The Chassidic movement got its start in Ukraine and put on the Jewish map towns such as Medzibuzh, Berdichev, Hanipoli, Chernobyl, Breslov and Uman. Ukraine was also home to one of the founders of Yiddish literature, Shalom Aleichem, the modern Hebrew poet Chaim Nachman Bialik, and the father of cultural Zionism, Ahad Ha’am.
Yet very few Jews identified themselves as “Ukrainian.” This was partly due to the area’s shifting identity. For instance, a Jew born in Lemberg in 1915 would have been a citizen of the Austro-Hungarian Empire. After 1918, he became a Polish citizen living in Lwów. After 1939, his hometown was called Lvov and he was a Soviet citizen. If he lived until 1991, his residency in Lviv made him a citizen of Ukraine.
This lack of a Ukrainian identity was also due to the area’s domination by one of its neighbors, Russia, an influence that was both political and cultural – and maybe because of Ukraine’s bloody history throughout much of the last two hundred years. Not only was Ukraine the home of many blood libels – in 1911, for example, Kiev resident Menachem Beilis was accused of murdering a Christian boy to use his blood to bake matzos – the beginning of the 20th century was also a time when a Russian word began to appear all too frequently in the news: pogrom.
The Pale Turns Red
The Pale of Settlement was the brainchild of Russian Empress Catherine the Great. It was her way of solving Russia’s “Jewish Problem.” After the collapse of the Polish-Lithuanian Commonwealth in the 1770s, Russia received its eastern lands—Lithuania, Belarus, Ukraine and Poland—along with the millions of Jews who lived there. To keep the Jews out of the rest of her empire, Catherine forcibly moved all the Jews west, into the Pale. Only highly skilled artisans, soldiers and academics were given an exemption.
The Pale existed from December 1791 until 1917, when the Russian Revolution swept away the old order of the Tsars. By the late 1800s, almost 5 million Jews lived within the confines of the Pale. Over half of them, some 2.7 million Jews, lived in Ukraine.
While this large concentration of Jews in one area helped to develop a rich Jewish life—Shalom Aleichem’s fictional town of Kasrilevke is based upon the Ukrainian town he grew up in, Voronkov—it also made the Jews an easy target whenever there was an economic downturn or political unrest. For instance, anti-Jewish riots broke out in the port city Odessa in 1821 and 1859. But because these riots involved Greeks and not ethnic Russians, many historians don’t consider them to have been pogroms. The first “official” pogrom in Odessa is considered to have take place in Odessa in 1871, which some see as a turning point in Russian Jewish history. Russians joined the Greek mob, and they would continue to do so in the pogroms that occurred in that city in 1881, 1900 and 1905.

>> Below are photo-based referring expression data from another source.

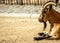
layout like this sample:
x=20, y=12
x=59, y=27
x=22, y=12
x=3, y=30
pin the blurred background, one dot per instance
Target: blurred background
x=19, y=21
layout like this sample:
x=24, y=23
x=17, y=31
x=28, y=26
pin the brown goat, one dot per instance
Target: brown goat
x=51, y=15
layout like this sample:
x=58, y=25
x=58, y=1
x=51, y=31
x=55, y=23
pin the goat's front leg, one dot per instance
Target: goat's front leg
x=43, y=33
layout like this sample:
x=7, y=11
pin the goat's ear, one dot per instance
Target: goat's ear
x=50, y=7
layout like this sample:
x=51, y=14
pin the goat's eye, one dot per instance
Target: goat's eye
x=44, y=11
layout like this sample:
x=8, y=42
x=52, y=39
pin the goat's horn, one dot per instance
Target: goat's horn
x=49, y=3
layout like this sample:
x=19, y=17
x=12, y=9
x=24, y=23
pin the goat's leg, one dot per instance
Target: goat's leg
x=42, y=33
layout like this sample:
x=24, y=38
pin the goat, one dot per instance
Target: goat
x=51, y=15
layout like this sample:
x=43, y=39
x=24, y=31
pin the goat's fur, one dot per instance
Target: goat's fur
x=49, y=14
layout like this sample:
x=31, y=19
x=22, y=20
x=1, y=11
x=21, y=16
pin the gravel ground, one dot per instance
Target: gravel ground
x=21, y=30
x=22, y=11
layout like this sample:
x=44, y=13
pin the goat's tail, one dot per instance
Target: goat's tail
x=49, y=3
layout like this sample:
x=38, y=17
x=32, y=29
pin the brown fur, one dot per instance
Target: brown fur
x=53, y=17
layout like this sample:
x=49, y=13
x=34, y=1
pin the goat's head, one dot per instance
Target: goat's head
x=46, y=8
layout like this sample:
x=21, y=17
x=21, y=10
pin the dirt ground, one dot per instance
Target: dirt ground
x=21, y=30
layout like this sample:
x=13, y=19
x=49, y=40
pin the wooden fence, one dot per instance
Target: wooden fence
x=23, y=2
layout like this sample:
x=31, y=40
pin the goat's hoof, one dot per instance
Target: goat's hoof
x=41, y=34
x=38, y=38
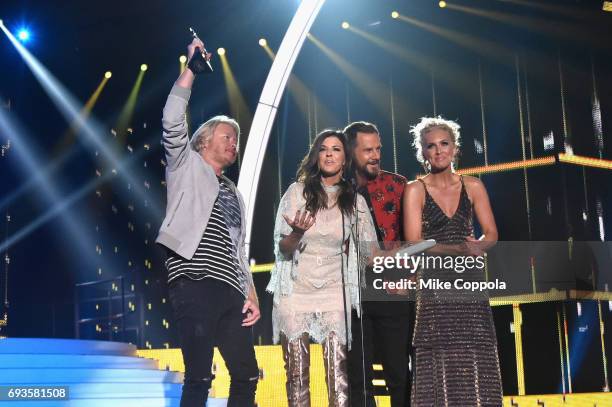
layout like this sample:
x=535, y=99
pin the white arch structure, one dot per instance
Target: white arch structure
x=267, y=107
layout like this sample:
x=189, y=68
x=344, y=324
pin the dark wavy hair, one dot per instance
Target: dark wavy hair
x=310, y=175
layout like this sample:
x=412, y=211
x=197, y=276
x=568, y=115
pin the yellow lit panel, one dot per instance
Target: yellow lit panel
x=271, y=387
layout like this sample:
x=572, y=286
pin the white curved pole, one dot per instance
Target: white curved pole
x=268, y=105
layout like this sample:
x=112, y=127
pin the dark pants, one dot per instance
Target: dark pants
x=392, y=336
x=208, y=312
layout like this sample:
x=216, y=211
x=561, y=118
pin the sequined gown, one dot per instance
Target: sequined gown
x=456, y=360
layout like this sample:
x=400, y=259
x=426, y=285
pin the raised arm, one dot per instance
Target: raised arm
x=175, y=137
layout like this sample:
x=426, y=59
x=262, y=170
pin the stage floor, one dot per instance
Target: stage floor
x=271, y=388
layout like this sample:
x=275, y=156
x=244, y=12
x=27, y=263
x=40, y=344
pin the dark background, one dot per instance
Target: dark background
x=547, y=72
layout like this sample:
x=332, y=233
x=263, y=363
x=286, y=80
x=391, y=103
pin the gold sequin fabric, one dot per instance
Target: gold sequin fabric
x=456, y=360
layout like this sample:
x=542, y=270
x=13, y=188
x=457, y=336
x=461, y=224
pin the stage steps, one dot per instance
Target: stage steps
x=97, y=373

The pogroms of 1881-1884 were sparked by the assassination of Alexander II. After the ascension of Alexander III to the throne, a rumor began to spread that the new Tsar had sanctioned the killing of Jews, in retaliation. Although “only” about 100 Ukrainian Jews were killed during the three-year period, the unwillingness on the part of the Russian authorities to stop the attacks—as well as the repressive May Laws of 1882—had a strong impact on all the Jews living in the area. Emigration increased, as did Zionist activity. The BILU movement, which was founded in eastern Ukraine, sent its first settlers to Palestine in 1882.
A major blow to Ukrainian Jewry came in 1903, when a devastating pogrom broke out in Kishinev. Forty-nine Jews were killed and more than 580 were injured. In addition, more than 1,500 Jewish homes and businesses were destroyed and pillaged. The violence against the Jews was so savage that the New York Times wrote, in its April 28 report: “The scenes of horror attending this massacre are beyond description. Babies were literally torn to pieces by the frenzied and bloodthirsty mob. The local police made no attempt to check the reign of terror. At sunset the streets were piled with corpses and wounded. Those who could make their escape fled in terror, and the city is now practically deserted of Jews.”